But even as the Dow attains this threshold, investors are wondering if they should be popping champagne or hiding in fear.
Big round numbers always get our attention, but is Dow 20,000 anything special? After all, it is just a number and the Dow Jones Industrial Average is just one stock market index among many. And, the Dow is an often-criticized index. Although it is the granddaddy of stock market indexes, it is also a clumsy “price-weighted” index vs. the more common “market capitalization-weighted” indexes, such as the S&P 500.
Nevertheless, Dow 20,000 still gets our attention and it does have meaning.
First of all, it has psychological importance. Despite a generally rising market, over the past two years, money has been flowing out of stocks, not into stocks. This trend has only recently begun reversing as individual investors have started buying again.
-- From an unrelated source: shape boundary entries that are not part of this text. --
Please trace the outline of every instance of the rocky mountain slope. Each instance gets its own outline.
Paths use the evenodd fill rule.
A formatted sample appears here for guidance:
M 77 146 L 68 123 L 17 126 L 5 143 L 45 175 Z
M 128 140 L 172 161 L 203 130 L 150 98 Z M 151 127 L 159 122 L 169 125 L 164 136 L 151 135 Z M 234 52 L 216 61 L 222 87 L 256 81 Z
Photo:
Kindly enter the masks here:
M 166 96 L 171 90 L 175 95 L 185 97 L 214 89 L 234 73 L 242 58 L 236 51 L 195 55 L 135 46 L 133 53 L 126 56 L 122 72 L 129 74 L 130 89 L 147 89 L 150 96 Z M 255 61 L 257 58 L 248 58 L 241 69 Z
Second, the Dow hitting a record reminds us that there are reasons behind the rise in the index. Certainly some of the market’s post-election gains are related to optimism about the pro-business leanings of the new administration. Investors obviously like the talk of reducing unneeded regulations as well as lowering the tax burden on U.S. businesses. But the market gains also reflect improving economic data (which bottomed in October) and better corporate earnings (which bottomed in the first half of 2016). Holiday spending was up a solid 4% over the previous year and consumer confidence has improved. In addition, we have a healthy job market, illustrated by the continued low level of initial jobless claims and stronger wage growth.
But does Dow 20,000 also mean the market is wildly overpriced and primed for a fall?
Not necessarily. There are many ways of measuring if a stock or the entire stock market is cheap or expensive, and depending on your viewpoint you can always find some statistic to support it. However, a relatively good measure is the “forward price/earnings ratio” of the S&P 500. Rather than the “trailing” ratio (which looks backwards), the “forward” ratio looks at expected earnings over the coming year. The historical median for this ratio is 16.3 and the current ratio is 17.2, suggesting the market is slightly, but not extravagantly, overvalued. In addition, the market is also in a sweet spot relative to inflation and interest rates, both of which are low. Of course there are many factors – domestic and global that can trip up markets, and even during good economic times markets seesaw back and forth.
While Dow 20,000 is not a signal for shouting “all clear – full steam ahead”, there is nothing wrong with lifting a glass for a quick toast.